Poems have blossomed
in response to the great poets:
Rumi, Ryoken, Hafiz.
But these words are imitation:
a sparrow singing
to sound like a red-winged blackbird.

Sometimes a close likeness,
but the song is never true.
The love I pen is not honest
for friends or the homeless or the birds.
I change day to day in my illness
and refuse visitors.
Save one or two, I would
rather be alone.

Perhaps it is the greatest sin of all
to pretend to be a lover of souls
when in fact my heart grows dark and weary.


Ellen Porter
11/19/07
Hospice

I step into hospice,
and after twenty years
give up the tedious, painful, ignominious fight.

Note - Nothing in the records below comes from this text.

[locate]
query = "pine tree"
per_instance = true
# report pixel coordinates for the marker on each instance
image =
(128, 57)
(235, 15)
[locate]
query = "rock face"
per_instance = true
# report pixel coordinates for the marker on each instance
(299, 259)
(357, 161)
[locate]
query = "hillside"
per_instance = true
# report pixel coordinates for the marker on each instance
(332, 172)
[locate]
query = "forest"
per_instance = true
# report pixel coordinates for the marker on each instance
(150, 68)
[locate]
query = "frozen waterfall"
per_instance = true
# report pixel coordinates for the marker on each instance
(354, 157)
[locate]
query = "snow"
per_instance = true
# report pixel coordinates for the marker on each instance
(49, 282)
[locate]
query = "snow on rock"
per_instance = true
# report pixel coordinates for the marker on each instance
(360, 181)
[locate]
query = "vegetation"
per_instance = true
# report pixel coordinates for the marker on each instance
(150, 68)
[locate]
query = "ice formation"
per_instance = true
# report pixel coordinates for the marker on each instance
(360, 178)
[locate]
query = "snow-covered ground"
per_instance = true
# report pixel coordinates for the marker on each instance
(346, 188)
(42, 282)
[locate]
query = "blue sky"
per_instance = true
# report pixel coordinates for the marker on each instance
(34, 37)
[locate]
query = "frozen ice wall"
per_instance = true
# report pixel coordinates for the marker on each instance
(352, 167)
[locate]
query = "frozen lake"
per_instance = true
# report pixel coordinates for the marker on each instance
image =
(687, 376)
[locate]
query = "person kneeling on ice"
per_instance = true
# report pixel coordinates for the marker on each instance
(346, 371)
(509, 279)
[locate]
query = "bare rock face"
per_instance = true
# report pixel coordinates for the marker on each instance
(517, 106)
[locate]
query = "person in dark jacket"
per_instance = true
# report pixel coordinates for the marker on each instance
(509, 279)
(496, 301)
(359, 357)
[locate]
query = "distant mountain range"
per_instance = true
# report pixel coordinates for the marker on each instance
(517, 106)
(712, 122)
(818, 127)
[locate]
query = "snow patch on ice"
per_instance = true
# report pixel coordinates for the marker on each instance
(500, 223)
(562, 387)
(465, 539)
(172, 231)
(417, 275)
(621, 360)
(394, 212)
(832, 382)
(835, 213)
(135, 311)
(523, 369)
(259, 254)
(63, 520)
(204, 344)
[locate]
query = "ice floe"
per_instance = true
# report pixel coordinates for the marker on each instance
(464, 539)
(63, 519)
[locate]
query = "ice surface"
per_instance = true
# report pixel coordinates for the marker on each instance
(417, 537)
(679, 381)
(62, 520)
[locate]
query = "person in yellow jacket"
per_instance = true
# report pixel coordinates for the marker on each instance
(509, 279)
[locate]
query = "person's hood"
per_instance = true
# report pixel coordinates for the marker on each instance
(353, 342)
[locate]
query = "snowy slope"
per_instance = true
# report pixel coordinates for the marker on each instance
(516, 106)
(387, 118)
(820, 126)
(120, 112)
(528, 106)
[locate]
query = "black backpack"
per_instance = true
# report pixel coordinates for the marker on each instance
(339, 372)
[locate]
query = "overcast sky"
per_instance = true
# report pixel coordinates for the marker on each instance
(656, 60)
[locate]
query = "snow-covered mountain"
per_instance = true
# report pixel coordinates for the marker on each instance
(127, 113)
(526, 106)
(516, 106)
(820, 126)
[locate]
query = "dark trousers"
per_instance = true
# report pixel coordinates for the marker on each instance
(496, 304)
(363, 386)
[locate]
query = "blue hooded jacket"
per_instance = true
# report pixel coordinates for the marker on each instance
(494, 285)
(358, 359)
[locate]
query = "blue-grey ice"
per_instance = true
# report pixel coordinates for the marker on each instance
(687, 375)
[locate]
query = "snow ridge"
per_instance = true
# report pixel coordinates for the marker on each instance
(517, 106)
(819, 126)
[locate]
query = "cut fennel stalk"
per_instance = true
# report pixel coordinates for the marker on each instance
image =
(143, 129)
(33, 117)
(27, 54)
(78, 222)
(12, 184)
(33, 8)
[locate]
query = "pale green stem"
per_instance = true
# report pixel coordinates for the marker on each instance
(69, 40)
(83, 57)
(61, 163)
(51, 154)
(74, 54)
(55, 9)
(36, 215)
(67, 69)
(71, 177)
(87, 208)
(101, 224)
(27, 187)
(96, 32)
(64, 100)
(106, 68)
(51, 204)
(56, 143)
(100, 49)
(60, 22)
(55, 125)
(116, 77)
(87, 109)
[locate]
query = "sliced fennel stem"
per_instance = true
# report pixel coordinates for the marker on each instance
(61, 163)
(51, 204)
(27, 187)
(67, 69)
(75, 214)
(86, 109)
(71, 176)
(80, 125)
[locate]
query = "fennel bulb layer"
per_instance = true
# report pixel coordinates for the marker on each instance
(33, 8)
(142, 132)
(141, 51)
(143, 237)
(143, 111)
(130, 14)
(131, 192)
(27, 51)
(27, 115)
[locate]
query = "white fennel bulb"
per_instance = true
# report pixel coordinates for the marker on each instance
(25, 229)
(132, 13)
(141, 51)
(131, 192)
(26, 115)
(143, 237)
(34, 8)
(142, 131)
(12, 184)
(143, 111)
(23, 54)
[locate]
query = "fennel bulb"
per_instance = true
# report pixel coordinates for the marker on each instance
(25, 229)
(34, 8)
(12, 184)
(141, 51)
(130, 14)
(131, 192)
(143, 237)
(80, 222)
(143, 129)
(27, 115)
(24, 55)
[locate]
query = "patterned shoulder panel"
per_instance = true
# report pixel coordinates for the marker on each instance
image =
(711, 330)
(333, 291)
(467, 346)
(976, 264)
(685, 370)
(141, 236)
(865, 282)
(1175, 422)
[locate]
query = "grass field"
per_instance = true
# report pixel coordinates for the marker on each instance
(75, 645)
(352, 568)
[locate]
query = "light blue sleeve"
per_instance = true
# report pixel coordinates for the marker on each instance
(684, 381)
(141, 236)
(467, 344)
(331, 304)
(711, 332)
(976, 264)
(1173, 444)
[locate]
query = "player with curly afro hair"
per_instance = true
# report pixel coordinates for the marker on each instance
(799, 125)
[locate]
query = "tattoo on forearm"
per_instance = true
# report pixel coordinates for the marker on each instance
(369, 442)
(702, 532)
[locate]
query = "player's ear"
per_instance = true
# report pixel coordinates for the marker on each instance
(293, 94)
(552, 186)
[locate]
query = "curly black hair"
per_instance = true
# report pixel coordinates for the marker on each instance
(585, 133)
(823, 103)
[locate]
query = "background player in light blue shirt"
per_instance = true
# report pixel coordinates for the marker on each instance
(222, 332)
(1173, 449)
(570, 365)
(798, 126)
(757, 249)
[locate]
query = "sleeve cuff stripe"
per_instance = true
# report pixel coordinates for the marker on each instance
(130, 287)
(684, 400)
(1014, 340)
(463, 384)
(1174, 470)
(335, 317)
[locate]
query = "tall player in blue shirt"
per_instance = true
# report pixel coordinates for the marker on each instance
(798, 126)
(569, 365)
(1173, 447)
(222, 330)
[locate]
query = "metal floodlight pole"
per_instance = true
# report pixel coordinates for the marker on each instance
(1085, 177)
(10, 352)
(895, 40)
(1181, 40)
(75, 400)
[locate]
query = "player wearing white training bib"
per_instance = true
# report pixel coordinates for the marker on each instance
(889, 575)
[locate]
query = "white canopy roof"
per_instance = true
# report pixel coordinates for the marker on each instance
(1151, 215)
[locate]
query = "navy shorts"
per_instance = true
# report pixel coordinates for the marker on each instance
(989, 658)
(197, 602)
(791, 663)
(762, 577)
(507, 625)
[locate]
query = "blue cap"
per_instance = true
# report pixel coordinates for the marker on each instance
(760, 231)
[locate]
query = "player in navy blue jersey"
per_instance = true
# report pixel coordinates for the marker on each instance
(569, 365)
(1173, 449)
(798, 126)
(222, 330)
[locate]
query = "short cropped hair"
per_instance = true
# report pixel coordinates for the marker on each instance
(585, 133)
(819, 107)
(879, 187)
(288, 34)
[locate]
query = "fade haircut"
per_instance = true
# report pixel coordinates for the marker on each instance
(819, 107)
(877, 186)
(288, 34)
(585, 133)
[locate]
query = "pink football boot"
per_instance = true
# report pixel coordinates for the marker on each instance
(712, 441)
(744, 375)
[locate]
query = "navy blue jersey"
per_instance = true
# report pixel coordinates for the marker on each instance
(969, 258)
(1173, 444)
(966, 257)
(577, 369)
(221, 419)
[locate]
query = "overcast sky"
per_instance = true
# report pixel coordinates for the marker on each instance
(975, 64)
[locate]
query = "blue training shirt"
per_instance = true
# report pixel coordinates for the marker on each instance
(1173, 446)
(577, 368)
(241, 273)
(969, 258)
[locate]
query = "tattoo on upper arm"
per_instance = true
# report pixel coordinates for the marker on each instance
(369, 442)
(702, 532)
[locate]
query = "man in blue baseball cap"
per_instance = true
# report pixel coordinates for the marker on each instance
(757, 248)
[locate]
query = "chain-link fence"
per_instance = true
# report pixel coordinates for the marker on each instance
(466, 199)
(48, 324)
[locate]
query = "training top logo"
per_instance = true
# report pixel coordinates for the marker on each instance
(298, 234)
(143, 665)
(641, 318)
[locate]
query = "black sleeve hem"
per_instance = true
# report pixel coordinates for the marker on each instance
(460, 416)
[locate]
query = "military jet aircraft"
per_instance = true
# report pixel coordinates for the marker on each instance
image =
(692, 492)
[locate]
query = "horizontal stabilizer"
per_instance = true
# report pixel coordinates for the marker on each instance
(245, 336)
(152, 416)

I float here, memorizing my days
my numbered, peaceful moments of pure joy.

There is no shame here, strangling my spirit
like kudzu in Southern trees.
Only resignation, a grateful relaxation
of body, a jelly fish washed to shore,
waiting to breathe, with the next wave,
its burden of water.

I do not hurry toward death
but like an alley cat
I peek around the corner
curiosity rustling my mind.


Ellen Porter
5/25/07
Morning Song
(after Mary Oliver)

I rise late this morning
and go to my chair,
dawn unfolding like a lazy flower.
The daily bird is halfway
through her song,
calling, calling other birds,
the stray raccoon, the city cats, the rhymer.
I breathe deeply,
hoping to catch the bit
of dawn I missed.
Somewhere in the
intermittent light
the elusive poet
lingers.


Ellen Porter
10/13/07
respiration

my lung
heaped with ashes
radiation burned
yet i breathe
with dignity
i breathe

my lung
air polished
and spit out again
i breathe
a jar of oxygen
i breathe

my lung
and the blackness
of my lung
repudiates normalcy
damns intimacy
to sugared fluff
but yet
i breathe
and again
and again
i breathe


Ellen Porter
12/01/07
the house boat

the house boat
nearly abandoned by sunrise
hugs the dock, shackled with rope and chain.
on the tether post, high enough to meet the river-tide’s demands,
a flowering egret waits stone still
spying through water for silvery fins:
early morning breakfast.
if there is a tenant there,
skipper of the house on logs,
a blond and freckled man, perhaps,
he might know more than any other
the egret’s stare,
the whole world floating and echoing on water.


Ellen Porter
11/11/07
To Mary Oliver

She says she is
less useful than a tare
or a sparrow

she who sustains
the words flowing
from my spirit to paper.

If I could meet her
at the tide pool edge
of the sea

I would tell her
the magnitude of her gift,
this poet,
and she would not believe.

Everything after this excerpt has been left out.